The researcher met Lena in the CyberMentor programme: women who study a STEM subject or work in a STEM field meet with interested girls for a chat. They share insights into their occupations with them and aim at conveying the same sense of assurance that enabled them to pursue a career in largely male-dominated fields. “Until they reach primary school age, girls and boys are equally interested in the natural sciences and mathematics. But then the girls start to withdraw from those subjects bit by bit,” says Lübcke, who is also the vice equality officer at the MBI. She wants to help to keep Lena’s interest in physics alive for as long as necessary. Despite her crowded schedule, she gladly makes time to chat with the young student for an hour a week.
Hundreds of women like Lübcke are active cyber mentors sharing their passion for STEM subjects with girls between primary school age to high school age. The programme offers much more than just one-on-one chats.
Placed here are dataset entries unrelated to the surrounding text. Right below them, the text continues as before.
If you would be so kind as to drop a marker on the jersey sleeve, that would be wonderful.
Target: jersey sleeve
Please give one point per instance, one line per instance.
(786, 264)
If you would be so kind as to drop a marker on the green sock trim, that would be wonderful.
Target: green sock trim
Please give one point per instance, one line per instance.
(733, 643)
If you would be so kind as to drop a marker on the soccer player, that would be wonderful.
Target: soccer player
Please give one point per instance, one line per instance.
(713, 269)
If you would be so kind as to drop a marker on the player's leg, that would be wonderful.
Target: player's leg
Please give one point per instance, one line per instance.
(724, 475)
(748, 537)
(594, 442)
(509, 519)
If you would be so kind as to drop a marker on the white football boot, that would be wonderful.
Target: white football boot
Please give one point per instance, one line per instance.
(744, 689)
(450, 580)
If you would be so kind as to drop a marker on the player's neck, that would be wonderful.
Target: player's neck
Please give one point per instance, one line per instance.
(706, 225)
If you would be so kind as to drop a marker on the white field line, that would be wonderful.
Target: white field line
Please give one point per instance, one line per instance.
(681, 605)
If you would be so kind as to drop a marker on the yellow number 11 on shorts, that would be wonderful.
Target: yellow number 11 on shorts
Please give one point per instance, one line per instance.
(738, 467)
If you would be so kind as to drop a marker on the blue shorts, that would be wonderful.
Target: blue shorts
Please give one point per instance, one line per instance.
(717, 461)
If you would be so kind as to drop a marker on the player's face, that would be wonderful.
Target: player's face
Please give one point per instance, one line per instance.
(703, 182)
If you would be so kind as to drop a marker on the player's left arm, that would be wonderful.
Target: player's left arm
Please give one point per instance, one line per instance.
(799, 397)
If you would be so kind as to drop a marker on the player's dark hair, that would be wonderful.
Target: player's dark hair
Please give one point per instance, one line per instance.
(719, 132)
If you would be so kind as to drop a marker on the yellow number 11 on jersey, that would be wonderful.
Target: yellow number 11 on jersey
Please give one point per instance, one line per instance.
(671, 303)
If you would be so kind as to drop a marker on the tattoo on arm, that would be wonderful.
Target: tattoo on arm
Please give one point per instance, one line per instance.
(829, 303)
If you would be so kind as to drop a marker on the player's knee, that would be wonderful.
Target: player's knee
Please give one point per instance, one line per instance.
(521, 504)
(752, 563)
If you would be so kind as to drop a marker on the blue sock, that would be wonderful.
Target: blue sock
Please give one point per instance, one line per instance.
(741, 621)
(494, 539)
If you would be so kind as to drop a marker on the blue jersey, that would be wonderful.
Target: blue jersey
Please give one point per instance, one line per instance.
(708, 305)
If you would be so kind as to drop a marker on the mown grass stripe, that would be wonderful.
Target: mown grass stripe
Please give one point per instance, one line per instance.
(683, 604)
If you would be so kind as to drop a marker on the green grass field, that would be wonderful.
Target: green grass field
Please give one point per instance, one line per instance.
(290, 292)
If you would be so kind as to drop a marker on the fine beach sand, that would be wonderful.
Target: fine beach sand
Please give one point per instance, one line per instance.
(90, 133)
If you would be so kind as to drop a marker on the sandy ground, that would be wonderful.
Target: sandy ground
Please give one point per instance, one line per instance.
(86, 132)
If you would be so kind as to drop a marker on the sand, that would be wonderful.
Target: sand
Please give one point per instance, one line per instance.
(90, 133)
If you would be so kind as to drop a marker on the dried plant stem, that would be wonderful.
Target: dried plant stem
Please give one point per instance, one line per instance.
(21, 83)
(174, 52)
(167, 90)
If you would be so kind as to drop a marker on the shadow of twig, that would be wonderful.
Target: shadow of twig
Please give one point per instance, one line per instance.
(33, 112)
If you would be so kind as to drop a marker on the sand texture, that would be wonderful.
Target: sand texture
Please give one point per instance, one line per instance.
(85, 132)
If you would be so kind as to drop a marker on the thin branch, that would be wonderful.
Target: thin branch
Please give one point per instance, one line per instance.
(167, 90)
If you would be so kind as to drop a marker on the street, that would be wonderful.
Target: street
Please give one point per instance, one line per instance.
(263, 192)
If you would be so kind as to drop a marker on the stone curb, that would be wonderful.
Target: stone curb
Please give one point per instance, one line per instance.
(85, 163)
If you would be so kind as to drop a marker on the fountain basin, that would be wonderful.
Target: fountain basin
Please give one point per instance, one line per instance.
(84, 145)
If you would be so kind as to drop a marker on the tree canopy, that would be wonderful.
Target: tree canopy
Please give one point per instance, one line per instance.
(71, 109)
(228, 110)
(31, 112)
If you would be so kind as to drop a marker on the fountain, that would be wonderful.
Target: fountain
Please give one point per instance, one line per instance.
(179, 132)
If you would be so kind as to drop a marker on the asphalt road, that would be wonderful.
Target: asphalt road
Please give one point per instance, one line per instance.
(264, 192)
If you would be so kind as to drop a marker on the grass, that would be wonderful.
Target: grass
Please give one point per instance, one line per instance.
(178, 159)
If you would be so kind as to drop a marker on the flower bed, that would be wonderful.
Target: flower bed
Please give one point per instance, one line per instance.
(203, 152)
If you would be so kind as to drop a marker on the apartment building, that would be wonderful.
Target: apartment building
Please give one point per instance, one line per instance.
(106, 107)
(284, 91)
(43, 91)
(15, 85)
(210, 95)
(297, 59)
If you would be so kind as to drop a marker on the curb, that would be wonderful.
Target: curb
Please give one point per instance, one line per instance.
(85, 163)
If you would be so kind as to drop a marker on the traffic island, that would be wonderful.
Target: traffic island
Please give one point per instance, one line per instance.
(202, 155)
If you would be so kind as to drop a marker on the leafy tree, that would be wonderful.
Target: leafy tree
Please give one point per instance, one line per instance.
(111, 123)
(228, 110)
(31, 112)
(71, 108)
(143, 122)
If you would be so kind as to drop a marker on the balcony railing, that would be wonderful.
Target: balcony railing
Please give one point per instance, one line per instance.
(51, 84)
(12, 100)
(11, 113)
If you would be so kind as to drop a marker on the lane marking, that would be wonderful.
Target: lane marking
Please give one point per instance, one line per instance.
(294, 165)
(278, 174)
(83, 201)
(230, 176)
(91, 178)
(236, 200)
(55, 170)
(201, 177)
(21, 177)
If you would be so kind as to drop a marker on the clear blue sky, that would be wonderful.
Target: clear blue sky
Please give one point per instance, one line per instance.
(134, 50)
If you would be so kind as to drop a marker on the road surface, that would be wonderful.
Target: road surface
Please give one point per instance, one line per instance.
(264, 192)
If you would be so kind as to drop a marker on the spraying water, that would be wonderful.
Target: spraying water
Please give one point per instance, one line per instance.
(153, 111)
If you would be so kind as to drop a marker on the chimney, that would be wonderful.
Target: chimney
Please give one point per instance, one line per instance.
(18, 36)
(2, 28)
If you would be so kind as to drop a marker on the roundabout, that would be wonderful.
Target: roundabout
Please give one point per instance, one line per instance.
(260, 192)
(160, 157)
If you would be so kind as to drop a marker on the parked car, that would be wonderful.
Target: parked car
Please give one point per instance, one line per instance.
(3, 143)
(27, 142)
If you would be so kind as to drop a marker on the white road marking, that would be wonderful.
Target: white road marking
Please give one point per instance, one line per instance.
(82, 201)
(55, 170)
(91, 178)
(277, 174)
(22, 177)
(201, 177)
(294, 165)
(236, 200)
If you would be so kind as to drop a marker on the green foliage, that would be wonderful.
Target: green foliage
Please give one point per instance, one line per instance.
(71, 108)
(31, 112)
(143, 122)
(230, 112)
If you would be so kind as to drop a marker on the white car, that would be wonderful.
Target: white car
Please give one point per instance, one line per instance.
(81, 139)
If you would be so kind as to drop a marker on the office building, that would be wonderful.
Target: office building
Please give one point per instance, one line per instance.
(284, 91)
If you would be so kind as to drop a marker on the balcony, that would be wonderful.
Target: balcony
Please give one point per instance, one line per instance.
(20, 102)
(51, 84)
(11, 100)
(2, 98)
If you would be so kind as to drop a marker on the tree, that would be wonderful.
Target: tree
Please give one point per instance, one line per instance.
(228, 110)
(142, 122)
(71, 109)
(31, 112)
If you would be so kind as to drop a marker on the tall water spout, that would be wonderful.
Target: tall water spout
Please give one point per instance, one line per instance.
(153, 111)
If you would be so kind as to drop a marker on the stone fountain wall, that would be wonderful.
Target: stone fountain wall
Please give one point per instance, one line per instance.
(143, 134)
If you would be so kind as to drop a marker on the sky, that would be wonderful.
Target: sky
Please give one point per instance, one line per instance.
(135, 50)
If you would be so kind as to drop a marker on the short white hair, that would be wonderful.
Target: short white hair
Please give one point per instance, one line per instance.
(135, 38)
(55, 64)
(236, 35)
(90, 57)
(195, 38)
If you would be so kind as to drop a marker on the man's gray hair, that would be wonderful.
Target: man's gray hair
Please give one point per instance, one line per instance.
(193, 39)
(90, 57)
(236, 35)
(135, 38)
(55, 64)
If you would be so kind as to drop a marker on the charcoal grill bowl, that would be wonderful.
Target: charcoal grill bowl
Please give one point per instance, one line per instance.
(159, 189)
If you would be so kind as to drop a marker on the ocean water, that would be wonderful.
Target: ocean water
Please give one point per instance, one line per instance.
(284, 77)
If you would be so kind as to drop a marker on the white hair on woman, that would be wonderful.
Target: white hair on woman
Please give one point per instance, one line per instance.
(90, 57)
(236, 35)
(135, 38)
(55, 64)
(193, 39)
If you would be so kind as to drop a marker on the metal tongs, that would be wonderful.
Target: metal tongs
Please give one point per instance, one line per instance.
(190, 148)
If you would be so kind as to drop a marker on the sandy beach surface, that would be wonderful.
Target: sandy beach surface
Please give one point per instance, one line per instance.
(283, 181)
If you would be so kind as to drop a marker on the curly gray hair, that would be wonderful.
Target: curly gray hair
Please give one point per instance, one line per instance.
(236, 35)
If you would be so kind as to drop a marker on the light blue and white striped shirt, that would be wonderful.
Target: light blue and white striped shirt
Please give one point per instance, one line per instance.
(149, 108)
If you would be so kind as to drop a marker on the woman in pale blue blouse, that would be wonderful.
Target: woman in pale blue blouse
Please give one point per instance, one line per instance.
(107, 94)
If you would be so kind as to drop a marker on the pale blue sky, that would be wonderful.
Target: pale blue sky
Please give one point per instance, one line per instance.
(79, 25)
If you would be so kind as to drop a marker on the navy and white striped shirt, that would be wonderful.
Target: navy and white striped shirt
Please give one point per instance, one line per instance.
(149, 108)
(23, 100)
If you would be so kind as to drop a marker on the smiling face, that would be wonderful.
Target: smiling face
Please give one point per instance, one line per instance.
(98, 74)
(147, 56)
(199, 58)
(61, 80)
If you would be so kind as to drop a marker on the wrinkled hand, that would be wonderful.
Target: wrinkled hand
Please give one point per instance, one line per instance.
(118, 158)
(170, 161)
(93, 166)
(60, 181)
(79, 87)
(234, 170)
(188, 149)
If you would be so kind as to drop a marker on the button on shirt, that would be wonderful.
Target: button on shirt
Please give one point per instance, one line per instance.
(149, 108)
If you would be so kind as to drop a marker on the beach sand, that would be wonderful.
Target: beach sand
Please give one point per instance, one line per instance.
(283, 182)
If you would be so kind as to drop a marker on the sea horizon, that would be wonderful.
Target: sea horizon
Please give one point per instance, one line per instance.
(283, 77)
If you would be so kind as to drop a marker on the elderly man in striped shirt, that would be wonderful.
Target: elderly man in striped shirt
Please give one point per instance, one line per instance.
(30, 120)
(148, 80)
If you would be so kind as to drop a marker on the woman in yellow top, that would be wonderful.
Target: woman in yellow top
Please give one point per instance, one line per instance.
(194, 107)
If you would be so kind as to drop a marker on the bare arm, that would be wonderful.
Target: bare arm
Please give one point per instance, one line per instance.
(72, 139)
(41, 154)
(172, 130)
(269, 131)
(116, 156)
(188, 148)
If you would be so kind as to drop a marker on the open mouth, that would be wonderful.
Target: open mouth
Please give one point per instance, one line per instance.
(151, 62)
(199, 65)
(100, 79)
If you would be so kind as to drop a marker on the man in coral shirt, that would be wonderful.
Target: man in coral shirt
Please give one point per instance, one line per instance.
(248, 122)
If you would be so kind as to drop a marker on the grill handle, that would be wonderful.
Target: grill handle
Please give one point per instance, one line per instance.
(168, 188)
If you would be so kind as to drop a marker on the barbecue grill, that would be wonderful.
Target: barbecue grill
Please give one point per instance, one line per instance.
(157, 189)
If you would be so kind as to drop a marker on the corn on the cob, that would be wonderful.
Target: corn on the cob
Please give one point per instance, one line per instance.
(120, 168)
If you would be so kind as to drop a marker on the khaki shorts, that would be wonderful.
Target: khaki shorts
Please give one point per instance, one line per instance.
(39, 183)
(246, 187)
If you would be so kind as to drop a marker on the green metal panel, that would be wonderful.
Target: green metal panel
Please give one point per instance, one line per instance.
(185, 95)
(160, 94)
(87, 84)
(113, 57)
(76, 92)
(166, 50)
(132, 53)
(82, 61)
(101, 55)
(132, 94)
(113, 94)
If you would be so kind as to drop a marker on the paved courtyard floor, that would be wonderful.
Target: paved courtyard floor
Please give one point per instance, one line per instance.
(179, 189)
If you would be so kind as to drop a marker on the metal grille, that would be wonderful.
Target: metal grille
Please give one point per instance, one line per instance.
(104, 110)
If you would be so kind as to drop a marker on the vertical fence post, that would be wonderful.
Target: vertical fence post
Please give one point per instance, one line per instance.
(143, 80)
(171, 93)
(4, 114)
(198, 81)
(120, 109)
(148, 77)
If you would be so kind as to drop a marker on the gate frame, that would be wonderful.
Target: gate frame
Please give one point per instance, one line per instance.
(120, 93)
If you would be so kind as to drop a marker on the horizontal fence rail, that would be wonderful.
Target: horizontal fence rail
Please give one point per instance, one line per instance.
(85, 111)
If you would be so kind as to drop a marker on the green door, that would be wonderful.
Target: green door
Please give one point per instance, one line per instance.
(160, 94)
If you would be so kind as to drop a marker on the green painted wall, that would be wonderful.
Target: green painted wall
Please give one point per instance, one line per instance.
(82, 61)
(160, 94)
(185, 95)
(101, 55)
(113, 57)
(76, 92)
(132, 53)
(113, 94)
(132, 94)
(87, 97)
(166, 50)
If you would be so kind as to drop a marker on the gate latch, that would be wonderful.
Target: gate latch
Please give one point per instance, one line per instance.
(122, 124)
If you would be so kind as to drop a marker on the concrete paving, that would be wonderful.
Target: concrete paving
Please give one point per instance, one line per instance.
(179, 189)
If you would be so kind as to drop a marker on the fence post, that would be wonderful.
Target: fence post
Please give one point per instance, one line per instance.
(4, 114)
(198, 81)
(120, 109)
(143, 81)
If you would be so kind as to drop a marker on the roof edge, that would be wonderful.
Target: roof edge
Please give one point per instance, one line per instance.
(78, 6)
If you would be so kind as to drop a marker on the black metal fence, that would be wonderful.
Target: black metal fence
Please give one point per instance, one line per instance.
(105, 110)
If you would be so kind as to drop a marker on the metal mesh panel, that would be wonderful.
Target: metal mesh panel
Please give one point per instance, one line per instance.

It offers a platform for like-minded women to meet up, who take prospective female scientists under their wings and foster their academic careers.
But also seasoned researchers like Maria Reiner can use a sympathetic ear. The 31-year-old PhD chemist also works as a researcher in Adlershof. Her research focus is on nitrides and their interface reaction behaviour in semiconductor materials. Born in Austria, she completed stints in Australia, England and Germany, cooperated with researchers from Israel and Sweden and, lastly, won a dissertation award, before she joined the development department of Infineon, a semiconductor manufacturer. Many would have dropped their anchor and made the best of the career options at hand. But Reiner sensed that her search had not ended.
In mid-2016, she joined the Ferdinand-Braun-Institute, Leibniz-Institut für Höchstfrequenztechnik (FBH), where she has since been head of the research team on process optimisation in wet chemistry and lithography. Her research is relevant to the manufacturing of LEDs, lasers and photodetectors. Heavy stuff for laypersons, but for Reiner it’s the stuff of dreams. She volunteers as an editor of an open access journal alongside her job: science should advance humanity and not serve maximisation of profits.
But she also wants to advance her career. She works on it with the same confidence and assurance as Andrea Lübcke does. And she is also plays a part in a mentoring programme – but as a mentee. The Leibniz Association funds the programme, which supports female leaders. They can choose any mentor they want. Reiner chose an international luminary: Prof. Eva Olsson of Chalmers University in Gothenburg. She is a physicist, a member of the Nobel Prize committee – and for the past few months also the dedicated mentor of our young researcher. The first meeting as well as events, phone calls and e-mails have shown that there is a chemistry between the two natural scientists. The FBH researcher benefits from it in many ways: “I have the professional exchange with Eva and I get first-class contacts to other researchers on an international level,” she says.
Reiner is also intrigued by the insights she is getting into the structures in Sweden, where women in senior management are far more common. The young generation of researchers, which Lübcke and Reiner are a part of, is working towards making it as common here as it is there. Mentoring programmes are helping them along the way.